A gossip columnist saw an early screening of the film and revealed the fate of Thomas J. Sennett to her readers. Zieff was upset and claimed she broke a pact.
13. COLUMBIA PICTURES HIRED CHILD PSYCHOLOGISTS TO TELL THE PUBLIC IT WAS OKAY TO BRING KIDS TO THE THEATER.
The studio screened My Girl for the professionals. The press kit for the movie featured six pages of testimonials from child psychologists claiming it was okay for kids to see it.
14. ELEHWANY WASN’T HAPPY WITH THE FINISHED PRODUCT.
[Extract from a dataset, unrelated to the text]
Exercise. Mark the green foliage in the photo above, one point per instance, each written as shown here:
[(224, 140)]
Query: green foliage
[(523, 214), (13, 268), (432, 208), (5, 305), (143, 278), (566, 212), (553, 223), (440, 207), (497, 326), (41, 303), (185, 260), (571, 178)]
When the daughter of Patricia Hermes, the author of the novelization of Elehwany’s script, asked Elehwany what she thought of the film, she said she felt important things were changed, adding, “I still get angry about it to this day.”
15. THE SULTENFUSS FUNERAL HOME BECAME A BED AND BREAKFAST.
Filmed in Bartow, Florida, My Girl made a funeral home out of a house built in 1906, originally the home of a lawyer named Thomas Lee Wilson, later sold to an antique and art collector named Freddie Guess. Guess claimed the crew was scared to shoot inside his house because there were so many antiques and paintings. In 1995 it became a B&B called the Stanford Inn. The inn closed in 2013.